Several factors can influence the speed of nerve impulse transmission. Myelination is a key factor; myelinated neurons transmit impulses faster due to saltatory conduction, where the action potential jumps between the nodes of Ranvier. Axon diameter also plays a role; larger diameter axons transmit impulses faster because they have less resistance to the flow of ions. Temperature affects the speed as well; higher temperatures increase the speed of biochemical reactions, thereby speeding up nerve impulse transmission. Lastly, the type of ion channels and their density can influence the rate of depolarisation and repolarisation, affecting the overall speed of impulse transmission.

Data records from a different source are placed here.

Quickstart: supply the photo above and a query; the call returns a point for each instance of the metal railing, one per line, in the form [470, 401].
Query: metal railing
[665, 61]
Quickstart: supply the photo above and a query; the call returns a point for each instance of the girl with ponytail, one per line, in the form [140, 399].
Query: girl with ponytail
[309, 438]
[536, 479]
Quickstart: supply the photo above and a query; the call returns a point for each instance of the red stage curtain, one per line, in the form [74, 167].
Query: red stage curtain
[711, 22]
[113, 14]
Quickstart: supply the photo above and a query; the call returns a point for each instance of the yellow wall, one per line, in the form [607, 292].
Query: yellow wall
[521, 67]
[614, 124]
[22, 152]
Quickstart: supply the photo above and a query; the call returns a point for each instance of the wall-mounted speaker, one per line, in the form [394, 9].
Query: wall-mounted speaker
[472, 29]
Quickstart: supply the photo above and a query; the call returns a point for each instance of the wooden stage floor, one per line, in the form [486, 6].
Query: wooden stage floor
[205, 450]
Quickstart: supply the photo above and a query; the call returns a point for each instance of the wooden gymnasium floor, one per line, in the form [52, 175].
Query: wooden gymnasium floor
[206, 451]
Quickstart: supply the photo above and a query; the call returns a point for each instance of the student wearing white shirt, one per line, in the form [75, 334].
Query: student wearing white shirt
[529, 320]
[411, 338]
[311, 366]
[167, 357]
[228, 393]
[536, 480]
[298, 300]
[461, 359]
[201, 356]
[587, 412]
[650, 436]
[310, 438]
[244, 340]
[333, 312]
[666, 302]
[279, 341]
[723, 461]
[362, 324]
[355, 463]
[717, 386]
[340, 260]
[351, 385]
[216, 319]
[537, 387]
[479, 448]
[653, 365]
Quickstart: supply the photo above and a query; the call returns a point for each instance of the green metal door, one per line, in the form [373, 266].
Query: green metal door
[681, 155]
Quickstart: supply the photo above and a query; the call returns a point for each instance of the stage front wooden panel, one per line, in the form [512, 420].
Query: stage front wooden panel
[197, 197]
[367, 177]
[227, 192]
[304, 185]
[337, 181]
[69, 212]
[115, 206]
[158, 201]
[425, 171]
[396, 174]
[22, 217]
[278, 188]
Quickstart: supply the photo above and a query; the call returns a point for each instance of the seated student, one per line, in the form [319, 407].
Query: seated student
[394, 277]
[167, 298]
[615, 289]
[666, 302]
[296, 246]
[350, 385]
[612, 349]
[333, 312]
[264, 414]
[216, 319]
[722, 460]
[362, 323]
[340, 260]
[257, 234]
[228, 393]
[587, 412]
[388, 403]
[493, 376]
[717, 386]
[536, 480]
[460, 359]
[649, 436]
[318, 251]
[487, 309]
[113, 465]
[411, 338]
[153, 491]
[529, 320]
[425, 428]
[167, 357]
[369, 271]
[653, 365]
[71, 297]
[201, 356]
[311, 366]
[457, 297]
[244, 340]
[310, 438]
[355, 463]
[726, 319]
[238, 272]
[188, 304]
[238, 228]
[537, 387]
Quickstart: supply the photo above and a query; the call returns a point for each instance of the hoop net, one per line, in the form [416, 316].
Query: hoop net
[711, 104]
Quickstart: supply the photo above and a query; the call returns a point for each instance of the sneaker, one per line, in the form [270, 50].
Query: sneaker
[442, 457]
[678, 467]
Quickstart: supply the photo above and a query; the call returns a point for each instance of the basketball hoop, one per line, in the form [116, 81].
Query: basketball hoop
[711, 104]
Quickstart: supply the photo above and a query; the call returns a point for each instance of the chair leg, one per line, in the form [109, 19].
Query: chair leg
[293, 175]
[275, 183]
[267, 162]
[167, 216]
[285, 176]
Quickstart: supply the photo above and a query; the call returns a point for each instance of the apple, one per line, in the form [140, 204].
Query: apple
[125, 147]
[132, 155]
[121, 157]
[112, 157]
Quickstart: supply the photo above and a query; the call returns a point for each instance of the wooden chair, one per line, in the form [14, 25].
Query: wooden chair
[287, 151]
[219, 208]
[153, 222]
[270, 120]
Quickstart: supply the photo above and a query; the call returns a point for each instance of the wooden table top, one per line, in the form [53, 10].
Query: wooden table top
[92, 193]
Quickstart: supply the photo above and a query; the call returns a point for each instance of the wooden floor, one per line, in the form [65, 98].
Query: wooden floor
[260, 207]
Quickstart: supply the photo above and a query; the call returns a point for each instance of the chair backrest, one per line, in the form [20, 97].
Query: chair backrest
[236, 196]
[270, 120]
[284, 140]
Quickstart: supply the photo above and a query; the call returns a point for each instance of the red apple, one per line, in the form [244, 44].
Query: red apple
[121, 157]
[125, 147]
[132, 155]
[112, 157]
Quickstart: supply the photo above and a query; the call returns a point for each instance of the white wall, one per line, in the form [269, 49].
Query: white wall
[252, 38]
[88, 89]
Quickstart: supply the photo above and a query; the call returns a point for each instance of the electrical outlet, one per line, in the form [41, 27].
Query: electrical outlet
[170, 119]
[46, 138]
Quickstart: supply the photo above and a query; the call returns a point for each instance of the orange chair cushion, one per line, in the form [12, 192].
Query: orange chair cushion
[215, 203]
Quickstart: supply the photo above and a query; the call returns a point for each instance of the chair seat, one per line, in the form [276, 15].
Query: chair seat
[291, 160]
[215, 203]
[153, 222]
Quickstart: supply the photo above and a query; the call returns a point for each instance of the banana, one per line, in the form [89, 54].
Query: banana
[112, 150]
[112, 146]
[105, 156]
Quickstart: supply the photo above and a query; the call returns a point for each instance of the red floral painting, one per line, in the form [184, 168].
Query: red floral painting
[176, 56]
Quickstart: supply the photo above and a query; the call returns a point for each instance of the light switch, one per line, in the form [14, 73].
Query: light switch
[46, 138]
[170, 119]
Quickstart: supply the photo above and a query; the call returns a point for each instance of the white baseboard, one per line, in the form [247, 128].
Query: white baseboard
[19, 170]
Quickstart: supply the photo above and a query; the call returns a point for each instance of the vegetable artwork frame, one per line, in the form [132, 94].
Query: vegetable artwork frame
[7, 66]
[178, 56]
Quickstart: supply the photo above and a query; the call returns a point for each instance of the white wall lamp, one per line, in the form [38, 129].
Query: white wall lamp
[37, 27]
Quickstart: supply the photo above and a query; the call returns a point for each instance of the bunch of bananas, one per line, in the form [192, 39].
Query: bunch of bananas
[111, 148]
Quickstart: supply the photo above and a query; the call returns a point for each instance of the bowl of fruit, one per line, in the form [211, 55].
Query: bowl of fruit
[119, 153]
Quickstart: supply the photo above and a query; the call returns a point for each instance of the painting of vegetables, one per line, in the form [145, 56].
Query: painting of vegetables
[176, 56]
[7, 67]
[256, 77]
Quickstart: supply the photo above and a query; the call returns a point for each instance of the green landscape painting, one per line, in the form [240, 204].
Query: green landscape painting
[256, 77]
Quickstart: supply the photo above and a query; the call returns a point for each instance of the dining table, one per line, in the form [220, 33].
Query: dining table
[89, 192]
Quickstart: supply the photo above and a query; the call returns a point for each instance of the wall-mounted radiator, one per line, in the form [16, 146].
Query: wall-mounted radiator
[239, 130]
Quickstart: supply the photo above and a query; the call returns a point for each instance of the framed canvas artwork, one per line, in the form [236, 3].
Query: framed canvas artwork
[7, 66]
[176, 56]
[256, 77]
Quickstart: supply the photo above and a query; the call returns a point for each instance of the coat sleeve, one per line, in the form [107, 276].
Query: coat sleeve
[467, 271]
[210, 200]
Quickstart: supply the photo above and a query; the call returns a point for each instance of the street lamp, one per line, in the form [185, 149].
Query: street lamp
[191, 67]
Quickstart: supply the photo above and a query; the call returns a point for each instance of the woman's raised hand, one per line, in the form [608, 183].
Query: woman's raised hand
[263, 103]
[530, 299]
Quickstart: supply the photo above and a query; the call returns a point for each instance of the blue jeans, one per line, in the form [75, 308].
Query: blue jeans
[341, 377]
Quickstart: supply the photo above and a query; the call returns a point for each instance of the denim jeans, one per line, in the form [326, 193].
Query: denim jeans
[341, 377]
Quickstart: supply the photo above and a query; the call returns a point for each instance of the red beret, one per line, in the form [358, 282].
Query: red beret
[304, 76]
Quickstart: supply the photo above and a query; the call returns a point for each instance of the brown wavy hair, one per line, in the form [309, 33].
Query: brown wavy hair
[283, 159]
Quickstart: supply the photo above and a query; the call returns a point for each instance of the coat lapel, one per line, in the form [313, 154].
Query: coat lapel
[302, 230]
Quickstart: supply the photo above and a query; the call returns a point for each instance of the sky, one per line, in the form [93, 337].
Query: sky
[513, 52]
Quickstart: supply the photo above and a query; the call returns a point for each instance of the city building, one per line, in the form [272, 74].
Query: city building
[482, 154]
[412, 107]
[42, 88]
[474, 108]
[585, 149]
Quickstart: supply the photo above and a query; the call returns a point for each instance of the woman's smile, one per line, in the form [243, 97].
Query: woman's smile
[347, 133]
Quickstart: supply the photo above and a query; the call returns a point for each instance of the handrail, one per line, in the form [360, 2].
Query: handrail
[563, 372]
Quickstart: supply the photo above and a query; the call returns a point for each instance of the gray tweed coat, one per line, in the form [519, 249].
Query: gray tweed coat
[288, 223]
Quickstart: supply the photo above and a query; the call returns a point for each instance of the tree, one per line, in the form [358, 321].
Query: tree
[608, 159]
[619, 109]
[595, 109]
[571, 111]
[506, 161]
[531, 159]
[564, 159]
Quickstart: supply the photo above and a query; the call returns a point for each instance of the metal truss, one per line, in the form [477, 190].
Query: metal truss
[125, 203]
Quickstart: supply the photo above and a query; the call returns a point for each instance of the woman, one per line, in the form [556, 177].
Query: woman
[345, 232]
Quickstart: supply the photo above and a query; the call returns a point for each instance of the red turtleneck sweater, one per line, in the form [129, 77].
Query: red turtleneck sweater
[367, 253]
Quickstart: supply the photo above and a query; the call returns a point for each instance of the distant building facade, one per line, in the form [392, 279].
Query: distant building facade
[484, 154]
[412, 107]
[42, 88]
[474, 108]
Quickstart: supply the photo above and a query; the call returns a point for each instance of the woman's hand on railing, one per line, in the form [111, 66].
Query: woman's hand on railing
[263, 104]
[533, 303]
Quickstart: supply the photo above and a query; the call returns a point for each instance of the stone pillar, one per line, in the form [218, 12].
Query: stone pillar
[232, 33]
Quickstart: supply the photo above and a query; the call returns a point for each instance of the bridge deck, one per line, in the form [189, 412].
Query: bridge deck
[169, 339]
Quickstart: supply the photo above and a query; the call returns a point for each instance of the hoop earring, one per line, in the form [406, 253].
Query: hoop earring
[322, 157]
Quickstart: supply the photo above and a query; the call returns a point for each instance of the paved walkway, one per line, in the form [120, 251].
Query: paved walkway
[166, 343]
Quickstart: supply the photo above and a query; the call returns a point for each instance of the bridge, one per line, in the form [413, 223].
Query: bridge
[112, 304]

Local anaesthetics work by temporarily disrupting the transmission of nerve impulses in specific areas of the body. They achieve this by blocking the voltage-gated sodium channels in the neuronal membrane. When these channels are blocked, sodium ions cannot enter the neuron, which is a crucial step in generating an action potential. Without the influx of sodium ions, the depolarisation phase of the action potential cannot occur, effectively halting the propagation of nerve signals. As a result, sensory information, particularly pain signals, is not transmitted to the brain, leading to temporary numbness or loss of sensation in the treated area.

Diseases that affect myelin, such as Multiple Sclerosis (MS), significantly impair nerve impulse transmission. Myelin sheaths, produced by oligodendrocytes in the central nervous system, insulate axons and facilitate rapid signal transmission through saltatory conduction. When myelin is damaged or degraded, as occurs in demyelinating diseases like MS, this insulation is lost. The loss of myelin slows down or disrupts the efficient jumping of action potentials between the nodes of Ranvier. This results in slower nerve signal transmission and can lead to various neurological symptoms like muscle weakness, coordination problems, and sensory disturbances, depending on which nerves are affected.